Recurrent vesicourethal stenosis after radical prostatectomy: how to treat it?

Françualdo Barreto Marcos Dall'oglio Miguel Srougi About the authors

Abstract

Vesicourethral anastomotic stricture and urinary incontinence are severe complications of radical prostatectomy because they cause great impact in the quality of life. Three patients that presented these complications after prostate radical surgery were assessed retrospectively. To treat the stenosis of the vesicourethral anastomosis an urolume was placed and later on, an artificial sphincter AMS 800 was implanted to treat the resulting urinary incontinence.

prostatectomy; complications; urethral stricture; stents; urinary incontinence; prostheses and implants


CASE REPORT

Recurrent vesicourethal stenosis after radical prostatectomy: how to treat it?
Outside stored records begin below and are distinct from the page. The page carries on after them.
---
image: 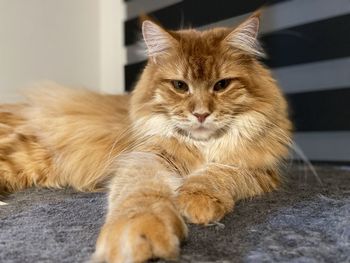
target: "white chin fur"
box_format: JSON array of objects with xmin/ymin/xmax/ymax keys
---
[{"xmin": 189, "ymin": 129, "xmax": 214, "ymax": 141}]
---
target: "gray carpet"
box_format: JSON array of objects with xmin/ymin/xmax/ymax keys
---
[{"xmin": 0, "ymin": 166, "xmax": 350, "ymax": 263}]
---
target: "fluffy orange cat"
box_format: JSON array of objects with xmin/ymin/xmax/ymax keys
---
[{"xmin": 0, "ymin": 14, "xmax": 291, "ymax": 262}]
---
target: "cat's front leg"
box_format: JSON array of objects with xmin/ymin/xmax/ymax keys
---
[
  {"xmin": 177, "ymin": 164, "xmax": 278, "ymax": 225},
  {"xmin": 92, "ymin": 153, "xmax": 187, "ymax": 263}
]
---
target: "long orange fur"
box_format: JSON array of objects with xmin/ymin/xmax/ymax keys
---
[{"xmin": 0, "ymin": 14, "xmax": 291, "ymax": 262}]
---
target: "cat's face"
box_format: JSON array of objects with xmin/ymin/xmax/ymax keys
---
[{"xmin": 134, "ymin": 14, "xmax": 282, "ymax": 140}]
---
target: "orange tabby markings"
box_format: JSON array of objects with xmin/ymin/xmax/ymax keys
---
[{"xmin": 0, "ymin": 10, "xmax": 292, "ymax": 263}]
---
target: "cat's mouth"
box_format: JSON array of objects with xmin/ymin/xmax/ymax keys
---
[{"xmin": 176, "ymin": 125, "xmax": 215, "ymax": 141}]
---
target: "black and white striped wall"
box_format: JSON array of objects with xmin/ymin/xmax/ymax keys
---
[{"xmin": 124, "ymin": 0, "xmax": 350, "ymax": 162}]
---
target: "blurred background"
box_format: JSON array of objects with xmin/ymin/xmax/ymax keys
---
[{"xmin": 0, "ymin": 0, "xmax": 350, "ymax": 163}]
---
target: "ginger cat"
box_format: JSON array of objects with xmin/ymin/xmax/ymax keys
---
[{"xmin": 0, "ymin": 13, "xmax": 292, "ymax": 262}]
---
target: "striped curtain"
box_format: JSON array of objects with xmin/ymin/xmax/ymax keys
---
[{"xmin": 124, "ymin": 0, "xmax": 350, "ymax": 162}]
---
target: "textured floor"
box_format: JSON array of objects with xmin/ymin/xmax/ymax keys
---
[{"xmin": 0, "ymin": 166, "xmax": 350, "ymax": 263}]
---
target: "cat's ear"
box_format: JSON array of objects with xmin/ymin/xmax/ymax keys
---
[
  {"xmin": 225, "ymin": 11, "xmax": 265, "ymax": 57},
  {"xmin": 142, "ymin": 20, "xmax": 175, "ymax": 58}
]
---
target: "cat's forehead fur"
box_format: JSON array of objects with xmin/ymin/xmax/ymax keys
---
[{"xmin": 159, "ymin": 28, "xmax": 249, "ymax": 81}]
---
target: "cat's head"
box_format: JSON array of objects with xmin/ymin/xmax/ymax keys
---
[{"xmin": 131, "ymin": 13, "xmax": 283, "ymax": 140}]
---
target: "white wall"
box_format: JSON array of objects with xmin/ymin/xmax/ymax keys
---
[{"xmin": 0, "ymin": 0, "xmax": 125, "ymax": 102}]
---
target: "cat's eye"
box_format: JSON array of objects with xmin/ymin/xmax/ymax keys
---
[
  {"xmin": 213, "ymin": 79, "xmax": 232, "ymax": 92},
  {"xmin": 171, "ymin": 80, "xmax": 189, "ymax": 92}
]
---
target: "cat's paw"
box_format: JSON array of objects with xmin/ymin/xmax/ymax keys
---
[
  {"xmin": 176, "ymin": 188, "xmax": 228, "ymax": 225},
  {"xmin": 91, "ymin": 203, "xmax": 187, "ymax": 263}
]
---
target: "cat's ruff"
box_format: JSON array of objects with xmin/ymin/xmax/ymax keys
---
[{"xmin": 0, "ymin": 13, "xmax": 292, "ymax": 262}]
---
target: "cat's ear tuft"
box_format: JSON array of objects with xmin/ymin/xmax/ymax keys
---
[
  {"xmin": 225, "ymin": 12, "xmax": 265, "ymax": 57},
  {"xmin": 142, "ymin": 20, "xmax": 174, "ymax": 57}
]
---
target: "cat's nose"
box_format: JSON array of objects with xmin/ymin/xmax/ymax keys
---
[{"xmin": 192, "ymin": 112, "xmax": 210, "ymax": 123}]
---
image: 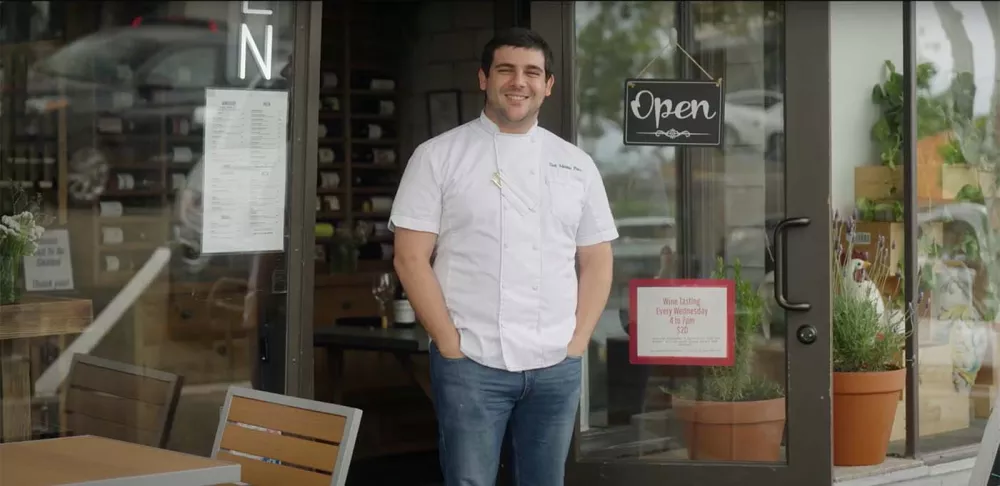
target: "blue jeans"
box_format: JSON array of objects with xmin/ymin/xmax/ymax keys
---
[{"xmin": 430, "ymin": 343, "xmax": 581, "ymax": 486}]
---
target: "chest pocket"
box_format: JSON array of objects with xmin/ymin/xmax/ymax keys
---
[{"xmin": 548, "ymin": 177, "xmax": 585, "ymax": 232}]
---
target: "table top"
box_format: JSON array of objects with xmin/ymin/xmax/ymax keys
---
[
  {"xmin": 313, "ymin": 324, "xmax": 430, "ymax": 353},
  {"xmin": 0, "ymin": 435, "xmax": 240, "ymax": 486}
]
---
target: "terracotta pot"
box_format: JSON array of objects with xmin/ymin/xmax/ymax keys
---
[
  {"xmin": 674, "ymin": 398, "xmax": 785, "ymax": 462},
  {"xmin": 833, "ymin": 368, "xmax": 906, "ymax": 466}
]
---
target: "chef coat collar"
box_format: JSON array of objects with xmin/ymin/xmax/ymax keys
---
[{"xmin": 479, "ymin": 110, "xmax": 538, "ymax": 139}]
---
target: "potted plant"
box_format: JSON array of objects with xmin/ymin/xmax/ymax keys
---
[
  {"xmin": 832, "ymin": 217, "xmax": 906, "ymax": 466},
  {"xmin": 664, "ymin": 258, "xmax": 785, "ymax": 462}
]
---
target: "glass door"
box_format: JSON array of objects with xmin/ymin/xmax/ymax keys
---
[{"xmin": 531, "ymin": 1, "xmax": 832, "ymax": 486}]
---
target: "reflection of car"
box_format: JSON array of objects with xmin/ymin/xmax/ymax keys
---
[
  {"xmin": 725, "ymin": 89, "xmax": 785, "ymax": 152},
  {"xmin": 26, "ymin": 18, "xmax": 291, "ymax": 147},
  {"xmin": 26, "ymin": 18, "xmax": 292, "ymax": 271}
]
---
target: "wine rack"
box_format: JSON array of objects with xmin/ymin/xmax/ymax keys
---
[
  {"xmin": 0, "ymin": 41, "xmax": 67, "ymax": 225},
  {"xmin": 316, "ymin": 2, "xmax": 405, "ymax": 274}
]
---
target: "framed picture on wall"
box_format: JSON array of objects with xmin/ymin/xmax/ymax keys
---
[{"xmin": 427, "ymin": 89, "xmax": 462, "ymax": 137}]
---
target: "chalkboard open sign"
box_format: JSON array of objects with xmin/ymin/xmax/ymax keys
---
[{"xmin": 624, "ymin": 79, "xmax": 725, "ymax": 147}]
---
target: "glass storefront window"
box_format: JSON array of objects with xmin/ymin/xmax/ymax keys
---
[
  {"xmin": 915, "ymin": 2, "xmax": 1000, "ymax": 452},
  {"xmin": 574, "ymin": 2, "xmax": 787, "ymax": 462},
  {"xmin": 0, "ymin": 1, "xmax": 296, "ymax": 456}
]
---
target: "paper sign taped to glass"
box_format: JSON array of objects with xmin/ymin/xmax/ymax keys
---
[{"xmin": 629, "ymin": 279, "xmax": 736, "ymax": 366}]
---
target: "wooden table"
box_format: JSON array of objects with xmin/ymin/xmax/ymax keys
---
[
  {"xmin": 0, "ymin": 435, "xmax": 240, "ymax": 486},
  {"xmin": 313, "ymin": 324, "xmax": 434, "ymax": 403},
  {"xmin": 0, "ymin": 294, "xmax": 93, "ymax": 442}
]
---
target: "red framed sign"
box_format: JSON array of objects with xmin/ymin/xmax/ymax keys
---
[{"xmin": 628, "ymin": 279, "xmax": 736, "ymax": 366}]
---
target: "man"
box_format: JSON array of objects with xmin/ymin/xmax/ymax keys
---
[{"xmin": 390, "ymin": 29, "xmax": 618, "ymax": 486}]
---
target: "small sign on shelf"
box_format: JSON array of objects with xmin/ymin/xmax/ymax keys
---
[{"xmin": 629, "ymin": 279, "xmax": 736, "ymax": 366}]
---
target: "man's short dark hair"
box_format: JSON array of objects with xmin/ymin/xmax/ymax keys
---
[{"xmin": 480, "ymin": 27, "xmax": 553, "ymax": 78}]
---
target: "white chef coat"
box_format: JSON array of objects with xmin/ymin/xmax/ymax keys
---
[{"xmin": 389, "ymin": 114, "xmax": 618, "ymax": 371}]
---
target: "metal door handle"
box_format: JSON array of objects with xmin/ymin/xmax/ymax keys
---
[{"xmin": 774, "ymin": 218, "xmax": 812, "ymax": 312}]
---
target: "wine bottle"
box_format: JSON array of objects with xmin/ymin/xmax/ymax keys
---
[
  {"xmin": 351, "ymin": 71, "xmax": 396, "ymax": 91},
  {"xmin": 354, "ymin": 123, "xmax": 395, "ymax": 140}
]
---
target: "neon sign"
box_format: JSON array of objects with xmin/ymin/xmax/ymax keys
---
[{"xmin": 239, "ymin": 1, "xmax": 274, "ymax": 80}]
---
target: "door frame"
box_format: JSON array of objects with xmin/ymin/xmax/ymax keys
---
[
  {"xmin": 530, "ymin": 1, "xmax": 833, "ymax": 486},
  {"xmin": 282, "ymin": 1, "xmax": 323, "ymax": 399}
]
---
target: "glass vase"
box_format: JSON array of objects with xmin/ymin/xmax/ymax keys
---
[{"xmin": 0, "ymin": 254, "xmax": 21, "ymax": 305}]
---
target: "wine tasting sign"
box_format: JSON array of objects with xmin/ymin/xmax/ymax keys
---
[{"xmin": 624, "ymin": 79, "xmax": 725, "ymax": 147}]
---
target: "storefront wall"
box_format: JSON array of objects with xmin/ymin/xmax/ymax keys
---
[{"xmin": 0, "ymin": 2, "xmax": 1000, "ymax": 484}]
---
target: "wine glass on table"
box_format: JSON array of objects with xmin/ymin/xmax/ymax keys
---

Françualdo Barreto; Marcos Dall'oglio; Miguel Srougi

Department of Urology, Paulista School of Medicine, Federal University of Sao Paulo, UNIFESP, Sao Paulo, SP, Brazil

Correspondence address

ABSTRACT

Vesicourethral anastomotic stricture and urinary incontinence are severe complications of radical prostatectomy because they cause great impact in the quality of life. Three patients that presented these complications after prostate radical surgery were assessed retrospectively. To treat the stenosis of the vesicourethral anastomosis an urolume was placed and later on, an artificial sphincter AMS 800 was implanted to treat the resulting urinary incontinence.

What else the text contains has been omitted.